UASS çalışmaları için üretilmiş etiketli veri kümesi sayısı azdır. Bu sebeple, seçilen bir CNN mimarisinde, sıfırdan model eğitmenin getireceği deneysel yük yerine transfer eğitiminin getirdiği avantajlar dikkate alınmıştır. Sıfırdan ağ tasarlanması ve eğitilmesi yerine, farklı imge sınıflandırma problemlerinde iyi sonuçlar vermiş olan modellerin incelenmesi ve seçilecek mimari ile çalışılması yöntemi benimsenmiştir. Bu yöntem, literatür kapsamında incelenen pek çok çalışmada kullanılmıştır.

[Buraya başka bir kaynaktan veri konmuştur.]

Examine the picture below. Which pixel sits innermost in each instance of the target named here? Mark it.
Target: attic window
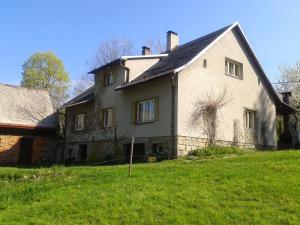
(233, 68)
(109, 79)
(204, 63)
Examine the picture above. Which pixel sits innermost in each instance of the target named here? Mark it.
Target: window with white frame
(107, 117)
(79, 122)
(146, 111)
(250, 121)
(233, 68)
(109, 79)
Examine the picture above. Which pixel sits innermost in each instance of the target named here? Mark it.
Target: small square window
(233, 68)
(109, 79)
(146, 111)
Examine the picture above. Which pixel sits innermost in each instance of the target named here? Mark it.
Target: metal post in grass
(131, 154)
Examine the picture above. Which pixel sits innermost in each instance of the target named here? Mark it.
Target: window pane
(237, 70)
(231, 68)
(152, 109)
(105, 118)
(140, 112)
(109, 117)
(147, 111)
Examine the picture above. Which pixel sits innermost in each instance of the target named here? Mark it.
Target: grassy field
(252, 188)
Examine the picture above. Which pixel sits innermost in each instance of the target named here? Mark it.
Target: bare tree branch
(205, 113)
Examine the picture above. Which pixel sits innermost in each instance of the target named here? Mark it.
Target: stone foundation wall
(110, 149)
(113, 149)
(186, 144)
(10, 149)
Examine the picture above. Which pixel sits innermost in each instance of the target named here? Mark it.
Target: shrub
(215, 151)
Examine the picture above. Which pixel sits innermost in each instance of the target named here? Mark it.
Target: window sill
(239, 78)
(106, 128)
(250, 130)
(146, 122)
(79, 130)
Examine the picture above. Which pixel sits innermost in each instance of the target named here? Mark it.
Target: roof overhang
(23, 129)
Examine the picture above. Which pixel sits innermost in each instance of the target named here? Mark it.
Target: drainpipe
(173, 115)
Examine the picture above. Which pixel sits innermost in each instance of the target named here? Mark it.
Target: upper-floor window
(250, 121)
(108, 117)
(233, 68)
(109, 79)
(79, 122)
(146, 111)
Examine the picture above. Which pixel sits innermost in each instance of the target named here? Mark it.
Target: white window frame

Kullanılacak CNN mimarileri arasında yapılması gereken tercih deney sonuçlarına göre yapılmıştır. Tez kapsamında, model eğitimi için seçilen NW45 veri kümesinin sınıflandırılması için, ince ayar yöntemiyle çeşitli deneyler yapılmış ve bu deneyler sonucunda ResNet ve DenseNet mimarileri ile çalışmaya devam edilmesi yönünde bir seçim yapılmıştır. Bir diğer karar ise transfer öğreniminde hangi yaklaşımın kullanılacağı yönünde olmuş ve ince ayar yöntemi ile model eğitimi tercih edilmiştir.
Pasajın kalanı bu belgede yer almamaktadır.